Mercredi, nous rejoignent Lili, Justine, Titan, Jean... nous retournons au funérarium ensuite nous partons à une dizaine pour Nantes. Le trajet est long. Nous arrivons de nuit au Hangar, il y a beaucoup de monde, ses amis, ses collègues, ses potes. Voir son lieu de vie avec des photos de lui sur la porte de sa chambre, des fleurs et des bouteilles posées devant, c'est très dur mais ça fait du bien. Nous sommes au milieu de son atelier, de ses guitares et ses outils, de ses skates et ses chemises à carreaux. Il est omniprésent et tellement absent. La soirée est longue et arrosée, remplie de tristesse, d'amour et de souvenirs partagés.

Jeudi, nous rentrons en Sarthe, nous allons voir, avec sa famille le lieu de dispersion des cendres. Nous décidons de l'endroit où un chêne sera planté. Ce lieu surplombe la vallée de la Dême, les vignes de Maude sont là, sa cave en contrebas, l'endroit idéal. Nous y avions fait les vendanges ensemble trois semaines plus tôt.
Le soir d'autres amis sont présents, Julie, Margaux, Stan, Samy, Caro, Arthur, Karim... nous mangeons tous ensemble à l'Atelier, un lieu tellement mythique de notre vie commune.

Vendredi, départ pour le crématorium, 45 minutes interminables. Nous suivons le cortège funéraire, avec sa famille. Nous arrivons les derniers.

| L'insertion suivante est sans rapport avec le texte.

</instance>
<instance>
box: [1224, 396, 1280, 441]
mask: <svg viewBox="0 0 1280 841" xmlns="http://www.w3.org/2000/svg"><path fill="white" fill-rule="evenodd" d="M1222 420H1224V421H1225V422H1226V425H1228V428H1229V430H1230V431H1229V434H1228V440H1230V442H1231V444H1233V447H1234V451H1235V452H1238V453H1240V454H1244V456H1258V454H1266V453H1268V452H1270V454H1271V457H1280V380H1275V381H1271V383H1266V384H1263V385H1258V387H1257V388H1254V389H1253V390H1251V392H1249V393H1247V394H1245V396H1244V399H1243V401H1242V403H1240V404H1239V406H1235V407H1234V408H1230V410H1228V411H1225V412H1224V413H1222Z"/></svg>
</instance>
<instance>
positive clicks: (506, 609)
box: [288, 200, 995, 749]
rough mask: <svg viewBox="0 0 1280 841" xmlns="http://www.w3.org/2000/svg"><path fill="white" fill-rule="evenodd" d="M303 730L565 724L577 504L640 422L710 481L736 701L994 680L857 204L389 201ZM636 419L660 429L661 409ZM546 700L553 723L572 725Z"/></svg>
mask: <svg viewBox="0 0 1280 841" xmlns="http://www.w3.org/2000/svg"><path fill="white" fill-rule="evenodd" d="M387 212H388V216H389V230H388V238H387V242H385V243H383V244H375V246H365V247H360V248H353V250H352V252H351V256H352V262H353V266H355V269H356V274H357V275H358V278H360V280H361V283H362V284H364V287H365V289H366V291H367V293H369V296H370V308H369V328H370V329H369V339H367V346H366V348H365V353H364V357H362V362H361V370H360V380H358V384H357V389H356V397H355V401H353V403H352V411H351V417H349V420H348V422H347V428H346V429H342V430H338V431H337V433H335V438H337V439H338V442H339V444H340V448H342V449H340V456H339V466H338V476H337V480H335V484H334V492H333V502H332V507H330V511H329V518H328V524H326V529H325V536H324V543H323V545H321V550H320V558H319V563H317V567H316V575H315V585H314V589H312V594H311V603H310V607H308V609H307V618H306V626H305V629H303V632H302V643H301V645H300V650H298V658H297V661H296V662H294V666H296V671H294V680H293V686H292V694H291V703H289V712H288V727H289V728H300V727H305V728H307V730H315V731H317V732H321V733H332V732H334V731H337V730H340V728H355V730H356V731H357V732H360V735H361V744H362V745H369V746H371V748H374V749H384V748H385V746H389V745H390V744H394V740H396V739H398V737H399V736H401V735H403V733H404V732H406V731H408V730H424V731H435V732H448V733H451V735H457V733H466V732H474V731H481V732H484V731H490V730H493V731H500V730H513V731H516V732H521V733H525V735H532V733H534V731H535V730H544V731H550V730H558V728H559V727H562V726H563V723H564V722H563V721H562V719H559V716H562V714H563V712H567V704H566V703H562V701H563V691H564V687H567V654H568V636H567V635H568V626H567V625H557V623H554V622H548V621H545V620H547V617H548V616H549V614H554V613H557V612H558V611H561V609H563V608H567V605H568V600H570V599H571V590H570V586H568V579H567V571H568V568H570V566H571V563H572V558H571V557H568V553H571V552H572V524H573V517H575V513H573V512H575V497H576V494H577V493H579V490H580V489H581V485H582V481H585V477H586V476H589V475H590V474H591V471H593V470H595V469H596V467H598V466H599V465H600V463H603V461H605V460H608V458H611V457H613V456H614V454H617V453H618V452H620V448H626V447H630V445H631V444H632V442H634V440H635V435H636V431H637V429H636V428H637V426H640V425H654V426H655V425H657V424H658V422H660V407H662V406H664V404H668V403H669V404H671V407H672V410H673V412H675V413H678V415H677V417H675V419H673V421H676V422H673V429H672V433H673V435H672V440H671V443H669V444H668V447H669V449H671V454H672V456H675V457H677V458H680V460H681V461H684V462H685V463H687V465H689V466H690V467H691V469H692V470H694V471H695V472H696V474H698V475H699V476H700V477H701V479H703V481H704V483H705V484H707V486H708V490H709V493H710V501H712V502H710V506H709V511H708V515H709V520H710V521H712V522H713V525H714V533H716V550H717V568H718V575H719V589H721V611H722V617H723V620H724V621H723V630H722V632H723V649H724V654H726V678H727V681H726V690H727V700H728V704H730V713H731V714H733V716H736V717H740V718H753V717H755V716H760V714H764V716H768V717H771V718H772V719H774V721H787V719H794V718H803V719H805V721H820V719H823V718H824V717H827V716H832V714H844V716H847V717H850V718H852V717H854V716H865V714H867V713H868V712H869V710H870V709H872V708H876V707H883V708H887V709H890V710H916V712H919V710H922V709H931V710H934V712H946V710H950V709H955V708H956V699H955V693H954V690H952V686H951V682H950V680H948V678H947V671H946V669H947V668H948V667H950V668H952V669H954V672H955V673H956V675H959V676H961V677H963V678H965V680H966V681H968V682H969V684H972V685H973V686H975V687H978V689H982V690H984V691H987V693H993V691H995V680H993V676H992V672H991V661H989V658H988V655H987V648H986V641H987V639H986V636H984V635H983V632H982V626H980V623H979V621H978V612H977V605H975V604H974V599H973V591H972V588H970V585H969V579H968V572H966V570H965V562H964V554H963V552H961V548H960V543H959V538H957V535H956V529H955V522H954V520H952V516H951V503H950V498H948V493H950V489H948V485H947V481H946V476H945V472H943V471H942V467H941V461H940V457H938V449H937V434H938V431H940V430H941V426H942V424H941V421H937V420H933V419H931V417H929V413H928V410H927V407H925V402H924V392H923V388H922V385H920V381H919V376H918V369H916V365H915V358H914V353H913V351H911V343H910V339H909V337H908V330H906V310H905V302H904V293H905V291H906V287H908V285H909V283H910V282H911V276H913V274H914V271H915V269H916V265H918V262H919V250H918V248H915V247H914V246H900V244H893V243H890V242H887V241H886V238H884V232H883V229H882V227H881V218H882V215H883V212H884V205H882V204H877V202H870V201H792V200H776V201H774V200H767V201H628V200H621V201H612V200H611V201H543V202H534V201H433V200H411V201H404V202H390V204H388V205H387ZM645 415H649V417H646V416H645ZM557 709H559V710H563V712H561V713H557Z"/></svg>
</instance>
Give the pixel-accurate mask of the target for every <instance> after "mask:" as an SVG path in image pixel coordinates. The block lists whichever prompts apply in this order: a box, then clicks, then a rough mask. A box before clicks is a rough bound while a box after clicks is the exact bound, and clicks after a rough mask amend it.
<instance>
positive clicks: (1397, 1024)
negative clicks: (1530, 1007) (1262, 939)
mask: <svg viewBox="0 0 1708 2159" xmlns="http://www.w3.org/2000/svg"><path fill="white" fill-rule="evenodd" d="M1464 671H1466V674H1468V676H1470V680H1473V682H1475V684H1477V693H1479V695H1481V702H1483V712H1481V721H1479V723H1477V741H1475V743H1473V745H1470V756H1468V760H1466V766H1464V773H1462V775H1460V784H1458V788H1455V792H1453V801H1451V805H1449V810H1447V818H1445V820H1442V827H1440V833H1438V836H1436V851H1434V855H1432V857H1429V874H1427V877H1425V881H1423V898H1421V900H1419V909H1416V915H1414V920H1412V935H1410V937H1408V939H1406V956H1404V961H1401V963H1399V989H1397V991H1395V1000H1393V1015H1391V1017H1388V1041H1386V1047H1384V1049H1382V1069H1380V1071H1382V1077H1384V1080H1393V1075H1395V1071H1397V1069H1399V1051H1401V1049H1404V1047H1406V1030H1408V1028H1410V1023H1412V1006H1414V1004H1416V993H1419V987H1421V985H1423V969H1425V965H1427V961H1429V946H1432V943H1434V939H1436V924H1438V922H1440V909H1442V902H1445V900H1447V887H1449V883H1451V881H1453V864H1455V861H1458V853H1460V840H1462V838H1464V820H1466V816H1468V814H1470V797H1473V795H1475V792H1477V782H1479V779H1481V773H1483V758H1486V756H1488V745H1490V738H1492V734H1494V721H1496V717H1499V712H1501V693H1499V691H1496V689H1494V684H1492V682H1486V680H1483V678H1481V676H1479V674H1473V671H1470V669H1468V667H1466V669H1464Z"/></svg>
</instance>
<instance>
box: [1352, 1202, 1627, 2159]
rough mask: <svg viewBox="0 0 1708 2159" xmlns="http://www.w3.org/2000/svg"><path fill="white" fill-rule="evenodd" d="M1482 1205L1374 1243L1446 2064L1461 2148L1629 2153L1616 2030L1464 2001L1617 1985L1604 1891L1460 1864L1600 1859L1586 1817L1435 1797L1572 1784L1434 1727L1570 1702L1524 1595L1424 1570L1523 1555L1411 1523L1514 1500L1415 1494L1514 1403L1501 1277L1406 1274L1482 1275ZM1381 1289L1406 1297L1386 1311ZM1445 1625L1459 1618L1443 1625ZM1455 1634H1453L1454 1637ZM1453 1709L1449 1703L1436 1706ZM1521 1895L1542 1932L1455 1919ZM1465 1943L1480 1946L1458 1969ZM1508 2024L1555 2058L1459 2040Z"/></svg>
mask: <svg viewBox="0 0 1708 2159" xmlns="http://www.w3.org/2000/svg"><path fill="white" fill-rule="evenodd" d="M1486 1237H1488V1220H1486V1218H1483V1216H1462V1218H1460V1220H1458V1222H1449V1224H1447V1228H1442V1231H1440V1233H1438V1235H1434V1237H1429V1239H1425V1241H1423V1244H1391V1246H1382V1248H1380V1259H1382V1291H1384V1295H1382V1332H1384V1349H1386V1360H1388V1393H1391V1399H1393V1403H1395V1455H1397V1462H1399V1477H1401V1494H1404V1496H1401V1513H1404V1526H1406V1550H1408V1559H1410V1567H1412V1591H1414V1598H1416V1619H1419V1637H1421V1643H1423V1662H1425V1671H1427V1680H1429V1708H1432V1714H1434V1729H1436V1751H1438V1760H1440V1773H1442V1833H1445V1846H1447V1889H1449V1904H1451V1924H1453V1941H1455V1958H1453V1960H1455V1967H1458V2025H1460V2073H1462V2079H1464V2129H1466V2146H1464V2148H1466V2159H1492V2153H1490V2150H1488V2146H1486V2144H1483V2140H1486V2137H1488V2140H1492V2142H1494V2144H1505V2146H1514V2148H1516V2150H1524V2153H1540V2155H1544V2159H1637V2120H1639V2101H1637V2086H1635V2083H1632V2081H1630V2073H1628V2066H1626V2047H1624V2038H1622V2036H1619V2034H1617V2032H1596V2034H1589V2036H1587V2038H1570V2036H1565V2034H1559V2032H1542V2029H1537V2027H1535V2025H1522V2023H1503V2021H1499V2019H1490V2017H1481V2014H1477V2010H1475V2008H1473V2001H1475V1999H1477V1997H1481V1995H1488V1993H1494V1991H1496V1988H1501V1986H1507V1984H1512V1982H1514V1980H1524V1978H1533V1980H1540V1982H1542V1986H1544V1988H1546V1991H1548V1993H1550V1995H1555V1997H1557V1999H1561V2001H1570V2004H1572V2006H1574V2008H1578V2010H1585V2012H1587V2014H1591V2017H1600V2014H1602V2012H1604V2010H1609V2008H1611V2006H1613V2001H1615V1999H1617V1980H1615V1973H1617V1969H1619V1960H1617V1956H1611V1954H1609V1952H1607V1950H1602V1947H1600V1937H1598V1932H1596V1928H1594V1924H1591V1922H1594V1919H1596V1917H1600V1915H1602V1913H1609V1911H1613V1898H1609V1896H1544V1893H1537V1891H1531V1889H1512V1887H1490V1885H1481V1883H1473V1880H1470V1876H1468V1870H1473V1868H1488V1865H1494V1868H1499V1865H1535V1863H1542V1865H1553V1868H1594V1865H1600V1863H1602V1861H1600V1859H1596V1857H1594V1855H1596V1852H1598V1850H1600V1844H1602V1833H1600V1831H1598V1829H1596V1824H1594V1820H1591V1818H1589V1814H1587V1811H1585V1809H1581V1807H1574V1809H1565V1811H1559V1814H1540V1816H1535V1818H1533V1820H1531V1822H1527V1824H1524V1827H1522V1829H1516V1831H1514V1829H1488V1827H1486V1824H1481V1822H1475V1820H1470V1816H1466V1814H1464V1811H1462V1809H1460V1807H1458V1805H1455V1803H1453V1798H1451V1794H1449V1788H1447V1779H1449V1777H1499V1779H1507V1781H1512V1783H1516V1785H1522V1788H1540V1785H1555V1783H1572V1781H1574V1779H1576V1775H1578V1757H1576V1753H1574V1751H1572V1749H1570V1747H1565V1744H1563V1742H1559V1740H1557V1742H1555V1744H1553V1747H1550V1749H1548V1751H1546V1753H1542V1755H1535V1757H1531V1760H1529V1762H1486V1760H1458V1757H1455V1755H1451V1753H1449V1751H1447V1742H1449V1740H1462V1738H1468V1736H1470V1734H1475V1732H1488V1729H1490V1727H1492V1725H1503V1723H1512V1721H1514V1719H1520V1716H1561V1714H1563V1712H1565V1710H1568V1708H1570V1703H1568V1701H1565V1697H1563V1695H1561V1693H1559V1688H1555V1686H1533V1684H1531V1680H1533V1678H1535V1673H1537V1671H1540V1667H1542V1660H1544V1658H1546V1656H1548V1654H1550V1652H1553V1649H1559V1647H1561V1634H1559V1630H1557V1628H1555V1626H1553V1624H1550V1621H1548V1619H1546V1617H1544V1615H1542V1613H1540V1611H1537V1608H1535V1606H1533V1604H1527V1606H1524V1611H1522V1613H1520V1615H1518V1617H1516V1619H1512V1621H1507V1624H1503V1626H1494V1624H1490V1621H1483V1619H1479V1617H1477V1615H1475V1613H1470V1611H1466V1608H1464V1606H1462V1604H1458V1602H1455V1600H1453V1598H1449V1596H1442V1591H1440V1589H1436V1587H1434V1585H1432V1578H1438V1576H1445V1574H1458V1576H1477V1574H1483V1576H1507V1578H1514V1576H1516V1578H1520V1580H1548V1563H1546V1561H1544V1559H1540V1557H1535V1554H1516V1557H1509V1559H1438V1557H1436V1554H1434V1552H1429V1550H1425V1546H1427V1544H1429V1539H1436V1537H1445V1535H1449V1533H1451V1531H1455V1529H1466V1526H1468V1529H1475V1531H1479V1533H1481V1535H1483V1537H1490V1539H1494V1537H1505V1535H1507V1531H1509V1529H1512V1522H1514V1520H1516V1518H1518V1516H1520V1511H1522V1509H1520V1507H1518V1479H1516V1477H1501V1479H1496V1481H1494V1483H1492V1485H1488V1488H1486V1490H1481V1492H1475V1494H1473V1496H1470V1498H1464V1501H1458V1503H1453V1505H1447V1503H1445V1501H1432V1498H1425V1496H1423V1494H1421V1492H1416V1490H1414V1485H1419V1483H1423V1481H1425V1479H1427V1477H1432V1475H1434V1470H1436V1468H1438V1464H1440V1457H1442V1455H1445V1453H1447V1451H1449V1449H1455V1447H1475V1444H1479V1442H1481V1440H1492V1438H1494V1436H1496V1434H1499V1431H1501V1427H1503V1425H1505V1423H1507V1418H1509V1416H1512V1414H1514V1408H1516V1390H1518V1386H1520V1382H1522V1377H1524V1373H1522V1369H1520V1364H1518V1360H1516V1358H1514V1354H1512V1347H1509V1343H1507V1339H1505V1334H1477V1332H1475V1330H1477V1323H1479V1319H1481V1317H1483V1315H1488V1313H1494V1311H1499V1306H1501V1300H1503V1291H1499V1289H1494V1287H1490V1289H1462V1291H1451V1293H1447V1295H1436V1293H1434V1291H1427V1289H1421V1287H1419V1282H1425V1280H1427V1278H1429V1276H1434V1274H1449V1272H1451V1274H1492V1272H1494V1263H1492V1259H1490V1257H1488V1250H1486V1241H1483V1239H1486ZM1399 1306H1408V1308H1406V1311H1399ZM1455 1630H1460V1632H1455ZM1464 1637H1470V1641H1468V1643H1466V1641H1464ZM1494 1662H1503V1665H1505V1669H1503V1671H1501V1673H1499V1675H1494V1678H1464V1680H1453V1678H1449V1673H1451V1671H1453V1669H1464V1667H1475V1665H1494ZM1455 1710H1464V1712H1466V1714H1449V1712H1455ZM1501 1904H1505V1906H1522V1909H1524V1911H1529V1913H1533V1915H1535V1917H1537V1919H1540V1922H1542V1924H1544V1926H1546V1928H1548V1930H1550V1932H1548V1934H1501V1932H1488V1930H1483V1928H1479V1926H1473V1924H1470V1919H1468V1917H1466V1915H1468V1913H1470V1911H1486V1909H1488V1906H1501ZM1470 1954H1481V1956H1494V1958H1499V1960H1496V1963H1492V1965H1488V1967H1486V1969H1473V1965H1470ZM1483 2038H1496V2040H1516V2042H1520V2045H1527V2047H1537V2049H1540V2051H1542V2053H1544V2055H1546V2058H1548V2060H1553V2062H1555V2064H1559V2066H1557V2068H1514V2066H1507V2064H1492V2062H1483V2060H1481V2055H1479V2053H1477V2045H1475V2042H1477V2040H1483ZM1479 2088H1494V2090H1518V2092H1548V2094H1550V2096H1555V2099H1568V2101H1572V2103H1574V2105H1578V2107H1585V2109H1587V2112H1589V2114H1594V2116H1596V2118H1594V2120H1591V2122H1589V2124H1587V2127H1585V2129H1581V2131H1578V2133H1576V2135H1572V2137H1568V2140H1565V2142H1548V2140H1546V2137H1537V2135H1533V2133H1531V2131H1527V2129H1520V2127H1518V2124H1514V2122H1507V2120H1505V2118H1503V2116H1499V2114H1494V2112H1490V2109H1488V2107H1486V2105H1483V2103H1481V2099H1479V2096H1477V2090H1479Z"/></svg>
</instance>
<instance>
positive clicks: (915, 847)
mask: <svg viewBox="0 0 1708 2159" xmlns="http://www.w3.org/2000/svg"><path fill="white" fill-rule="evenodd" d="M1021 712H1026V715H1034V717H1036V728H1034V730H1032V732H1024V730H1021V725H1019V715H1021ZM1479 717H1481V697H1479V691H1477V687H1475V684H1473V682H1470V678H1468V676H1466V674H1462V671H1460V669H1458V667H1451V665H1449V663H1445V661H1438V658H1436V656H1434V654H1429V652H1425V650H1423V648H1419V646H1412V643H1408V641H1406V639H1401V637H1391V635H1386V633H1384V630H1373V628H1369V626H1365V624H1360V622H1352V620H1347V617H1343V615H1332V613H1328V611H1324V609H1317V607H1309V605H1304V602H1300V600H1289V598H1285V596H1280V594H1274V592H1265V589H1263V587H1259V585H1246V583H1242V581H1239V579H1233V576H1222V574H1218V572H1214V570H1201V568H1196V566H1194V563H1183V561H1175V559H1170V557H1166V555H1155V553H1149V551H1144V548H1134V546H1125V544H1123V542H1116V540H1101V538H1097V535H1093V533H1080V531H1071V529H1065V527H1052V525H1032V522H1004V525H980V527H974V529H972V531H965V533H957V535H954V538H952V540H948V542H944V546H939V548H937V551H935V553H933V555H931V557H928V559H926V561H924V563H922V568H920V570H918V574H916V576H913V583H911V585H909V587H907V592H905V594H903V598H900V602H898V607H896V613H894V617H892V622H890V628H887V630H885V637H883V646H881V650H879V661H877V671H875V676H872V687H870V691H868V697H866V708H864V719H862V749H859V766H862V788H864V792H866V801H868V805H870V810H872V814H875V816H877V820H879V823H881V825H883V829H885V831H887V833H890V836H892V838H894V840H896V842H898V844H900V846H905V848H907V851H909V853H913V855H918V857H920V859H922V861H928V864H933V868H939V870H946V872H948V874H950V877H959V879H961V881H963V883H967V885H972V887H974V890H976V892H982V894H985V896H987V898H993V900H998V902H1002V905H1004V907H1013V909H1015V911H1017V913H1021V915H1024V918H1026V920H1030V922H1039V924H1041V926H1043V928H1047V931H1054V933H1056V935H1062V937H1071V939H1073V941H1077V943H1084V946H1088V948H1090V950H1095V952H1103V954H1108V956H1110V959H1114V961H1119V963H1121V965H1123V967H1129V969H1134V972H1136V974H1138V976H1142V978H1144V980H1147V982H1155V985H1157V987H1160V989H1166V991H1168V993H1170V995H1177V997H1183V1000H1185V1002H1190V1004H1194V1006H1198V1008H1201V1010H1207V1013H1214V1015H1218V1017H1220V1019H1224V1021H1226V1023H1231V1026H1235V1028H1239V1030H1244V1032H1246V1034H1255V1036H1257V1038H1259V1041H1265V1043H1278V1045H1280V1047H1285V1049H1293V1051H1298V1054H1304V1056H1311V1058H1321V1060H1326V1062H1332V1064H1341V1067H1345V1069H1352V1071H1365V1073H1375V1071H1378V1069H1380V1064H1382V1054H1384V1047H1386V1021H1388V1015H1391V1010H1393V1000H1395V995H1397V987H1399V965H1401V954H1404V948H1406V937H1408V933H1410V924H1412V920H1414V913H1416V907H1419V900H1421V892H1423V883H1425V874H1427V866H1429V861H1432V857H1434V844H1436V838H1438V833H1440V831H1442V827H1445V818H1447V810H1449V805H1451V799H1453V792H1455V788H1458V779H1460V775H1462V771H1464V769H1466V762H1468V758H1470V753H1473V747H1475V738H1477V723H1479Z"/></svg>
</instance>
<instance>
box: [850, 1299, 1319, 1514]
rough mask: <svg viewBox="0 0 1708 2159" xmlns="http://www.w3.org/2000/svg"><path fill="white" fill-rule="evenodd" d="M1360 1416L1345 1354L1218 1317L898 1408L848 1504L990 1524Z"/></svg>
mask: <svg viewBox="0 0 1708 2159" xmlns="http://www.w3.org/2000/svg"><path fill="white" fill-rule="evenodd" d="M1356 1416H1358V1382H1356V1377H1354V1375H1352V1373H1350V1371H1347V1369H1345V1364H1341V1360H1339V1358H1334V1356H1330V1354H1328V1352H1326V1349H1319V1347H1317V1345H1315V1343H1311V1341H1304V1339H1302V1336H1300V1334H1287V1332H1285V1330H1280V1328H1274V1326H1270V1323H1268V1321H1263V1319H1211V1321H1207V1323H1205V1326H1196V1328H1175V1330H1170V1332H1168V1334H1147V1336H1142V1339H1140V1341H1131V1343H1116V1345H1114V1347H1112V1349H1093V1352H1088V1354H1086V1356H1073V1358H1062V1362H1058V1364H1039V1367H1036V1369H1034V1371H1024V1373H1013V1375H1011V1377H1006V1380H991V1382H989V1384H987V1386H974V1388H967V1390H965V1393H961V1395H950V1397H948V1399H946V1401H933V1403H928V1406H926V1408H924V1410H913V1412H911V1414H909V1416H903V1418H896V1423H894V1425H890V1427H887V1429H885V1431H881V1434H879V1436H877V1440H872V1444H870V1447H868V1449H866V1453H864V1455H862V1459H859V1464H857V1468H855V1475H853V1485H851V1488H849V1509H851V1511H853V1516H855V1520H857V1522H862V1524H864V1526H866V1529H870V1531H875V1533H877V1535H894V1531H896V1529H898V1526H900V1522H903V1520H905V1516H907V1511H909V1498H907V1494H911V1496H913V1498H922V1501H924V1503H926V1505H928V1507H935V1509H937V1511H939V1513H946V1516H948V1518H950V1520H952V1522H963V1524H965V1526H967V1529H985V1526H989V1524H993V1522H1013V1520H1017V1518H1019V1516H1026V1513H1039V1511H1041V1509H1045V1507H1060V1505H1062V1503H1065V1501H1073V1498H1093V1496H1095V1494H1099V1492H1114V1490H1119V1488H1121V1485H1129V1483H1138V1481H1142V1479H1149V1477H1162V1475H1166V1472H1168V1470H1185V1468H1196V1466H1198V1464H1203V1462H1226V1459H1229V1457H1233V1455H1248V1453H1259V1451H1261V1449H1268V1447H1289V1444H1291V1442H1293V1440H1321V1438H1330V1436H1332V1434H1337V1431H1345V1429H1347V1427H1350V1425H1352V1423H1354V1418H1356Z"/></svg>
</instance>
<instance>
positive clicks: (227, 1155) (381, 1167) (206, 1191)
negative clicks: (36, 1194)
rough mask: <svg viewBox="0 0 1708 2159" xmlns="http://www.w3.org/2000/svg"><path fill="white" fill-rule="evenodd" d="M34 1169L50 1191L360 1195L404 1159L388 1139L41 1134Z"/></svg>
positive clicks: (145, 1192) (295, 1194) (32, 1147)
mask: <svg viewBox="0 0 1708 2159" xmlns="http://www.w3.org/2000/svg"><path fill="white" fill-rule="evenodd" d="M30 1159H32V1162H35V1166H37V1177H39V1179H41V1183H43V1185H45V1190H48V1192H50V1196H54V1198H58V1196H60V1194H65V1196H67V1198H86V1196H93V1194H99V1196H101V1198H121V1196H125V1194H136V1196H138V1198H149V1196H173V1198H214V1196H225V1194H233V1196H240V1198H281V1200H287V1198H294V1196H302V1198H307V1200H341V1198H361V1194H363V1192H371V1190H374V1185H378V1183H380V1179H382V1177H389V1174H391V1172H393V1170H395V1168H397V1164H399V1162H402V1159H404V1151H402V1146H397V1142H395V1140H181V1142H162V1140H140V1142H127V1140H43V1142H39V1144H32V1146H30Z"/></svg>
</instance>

Après la traversée d'une zone commerciale vide de sens, l'émotion envahit le minibus quand nous arrivons face à la foule qui attend. Des gens des tous horizons, de tous âges, beaucoup de jeunes, toutes ses familles sont présentes. Énormément de visages familiers. C'est poignant.
La cérémonie est forte en émotions ; beaucoup de monde, des très beaux discours, de la musique, des rires et beaucoup de pleurs.
Le soir nous organisons un hommage qui lui ressemble : concerts, machines à pression, repas partagé, avec tous ses frères et soeurs. Un moment indispensable pour se retrouver, se parler et s'aimer. « On a perdu un frère, mais on en a retrouvé 150 ». Clovis était un formidable trait d'union entre tous ces gens. A cette soirée, les liens qu'il avait créés tout au long de sa vie, étaient bien vivants et renforcés. C'est peut être ça la vie après la mort.

Samedi matin, nous montons dans les vignes, avec un léger mal de crâne et beaucoup de fatigue. Les cendres sont dispersées par sa maman, l'arbre est planté collectivement, dans le silence.
Et nous restons là, ensemble, tristes et anéantis mais ensemble.

Une partie de nous est morte avec toi sur ce pont ce 19 octobre. Une partie de toi restera toujours vivante en nous.

« On ne voit bien qu'avec le coeur. L'essentiel est invisible pour les yeux » Le Renard explique sa vision de l'amitié au Petit Prince. Ces mots ont été prononcés durant la cérémonie et résonnent encore aujourd'hui.

Ces photos ont été faites par besoin. Montrer l'absence, accepter la mort. Essayer en vain de capter ce que le coeur voit mieux que les yeux.